Caso predominem as áreas de alta ou média oferta, ele terá menos necessidade de adquirir forragem fora do pasto nativo. Se verificar a existência, porém, de áreas de baixa oferta, é possível prever a necessidade de intervenções para recuperar a fertilidade do solo e de evitar o problema do superpastejo (quando a quantidade de animais que se alimentam fica acima da capacidade suportada na área de pastagem)

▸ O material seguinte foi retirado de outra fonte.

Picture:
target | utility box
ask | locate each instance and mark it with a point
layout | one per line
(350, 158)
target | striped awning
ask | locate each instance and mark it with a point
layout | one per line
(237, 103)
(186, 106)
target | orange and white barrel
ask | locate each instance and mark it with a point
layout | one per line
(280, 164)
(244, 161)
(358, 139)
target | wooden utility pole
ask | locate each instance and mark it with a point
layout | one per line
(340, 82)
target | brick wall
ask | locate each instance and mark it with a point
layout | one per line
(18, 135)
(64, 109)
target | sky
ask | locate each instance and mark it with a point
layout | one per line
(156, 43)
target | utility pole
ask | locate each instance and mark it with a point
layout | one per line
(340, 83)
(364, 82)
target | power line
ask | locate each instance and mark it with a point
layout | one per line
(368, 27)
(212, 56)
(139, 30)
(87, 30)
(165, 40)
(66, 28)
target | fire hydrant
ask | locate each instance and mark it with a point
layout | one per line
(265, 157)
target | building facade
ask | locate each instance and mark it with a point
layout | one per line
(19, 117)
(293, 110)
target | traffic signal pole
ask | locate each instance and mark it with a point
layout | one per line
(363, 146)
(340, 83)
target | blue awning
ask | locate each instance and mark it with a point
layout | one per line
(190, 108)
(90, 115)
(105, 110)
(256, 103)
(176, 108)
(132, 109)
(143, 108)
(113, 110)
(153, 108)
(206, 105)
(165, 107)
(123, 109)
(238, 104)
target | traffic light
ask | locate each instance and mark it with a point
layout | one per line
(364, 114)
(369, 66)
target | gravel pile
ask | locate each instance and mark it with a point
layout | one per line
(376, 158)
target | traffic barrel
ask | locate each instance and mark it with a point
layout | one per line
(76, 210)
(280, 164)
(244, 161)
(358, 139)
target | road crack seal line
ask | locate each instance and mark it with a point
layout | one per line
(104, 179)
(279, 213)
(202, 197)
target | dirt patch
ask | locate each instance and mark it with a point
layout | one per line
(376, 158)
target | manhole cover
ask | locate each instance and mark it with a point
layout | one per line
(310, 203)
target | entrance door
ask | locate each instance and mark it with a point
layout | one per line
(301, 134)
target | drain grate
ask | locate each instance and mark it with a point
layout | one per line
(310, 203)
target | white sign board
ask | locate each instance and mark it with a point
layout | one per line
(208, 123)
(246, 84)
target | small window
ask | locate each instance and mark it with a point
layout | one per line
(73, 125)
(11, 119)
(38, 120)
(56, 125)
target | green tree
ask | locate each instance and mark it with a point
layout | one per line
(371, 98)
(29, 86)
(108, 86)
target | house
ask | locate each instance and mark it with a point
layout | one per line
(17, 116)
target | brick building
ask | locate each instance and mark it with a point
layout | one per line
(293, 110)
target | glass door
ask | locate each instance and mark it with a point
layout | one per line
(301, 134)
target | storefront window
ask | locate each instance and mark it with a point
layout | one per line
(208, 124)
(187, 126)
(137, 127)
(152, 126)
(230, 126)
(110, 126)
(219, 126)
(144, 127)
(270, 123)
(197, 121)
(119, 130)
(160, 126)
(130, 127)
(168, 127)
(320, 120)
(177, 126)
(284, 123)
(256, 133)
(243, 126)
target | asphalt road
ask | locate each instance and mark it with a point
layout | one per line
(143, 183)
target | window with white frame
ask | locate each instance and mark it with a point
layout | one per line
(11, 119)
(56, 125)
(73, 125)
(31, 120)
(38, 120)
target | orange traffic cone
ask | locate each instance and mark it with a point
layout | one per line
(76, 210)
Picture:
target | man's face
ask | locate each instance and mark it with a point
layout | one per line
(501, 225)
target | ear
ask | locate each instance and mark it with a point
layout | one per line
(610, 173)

“Não havendo superpastejo, a tendência é que aquela vegetação natural se recupere: você passa a ter um aumento das espécies forrageiras e, com isso, também aumenta a capacidade de suporte das áreas de pasto nativo. Tudo isso contribui para melhorar a condição de produção pecuária da propriedade”, destaca Ana Clara Cavalcante.
Ações emergenciais
Caso o produtor rural não tenha adotado um planejamento dos recursos forrageiros ao longo do ano, é possível adotar algumas ações emergenciais em caso de déficit no período seco no semiárido brasileiro. Entre elas, o corte do mandacaru ou outras plantas que permaneçam verdes nesta época. Também pode ser feito o uso do palmal ou de capineira, se o produtor contar com estes recursos.
Uma outra alternativa seria o descarte orientado de animais, o que deve ser feito ainda no início do período seco, quando a condição de escore corporal dos animais ainda é boa e não costuma haver, ainda, muita oferta no mercado. Se a compra de insumos para alimentação for necessária, é recomendável, ainda, que essa aquisição seja de fontes próximas à propriedade rural, para não onerar ainda mais os custos de produção.
A pesquisadora Ana Clara Cavalcante alerta, porém, que não é recomendável tomar essas decisões de gestão da propriedade rural somente quando o período seco já começa.
“Adotar essas ações emergenciais quando a seca se instala, via de regra, não é a maneira mais eficiente, produtiva e lucrativa. Elas vão salvar os animais, mas não vão colocar o produtor em posição de destaque ou competitividade”.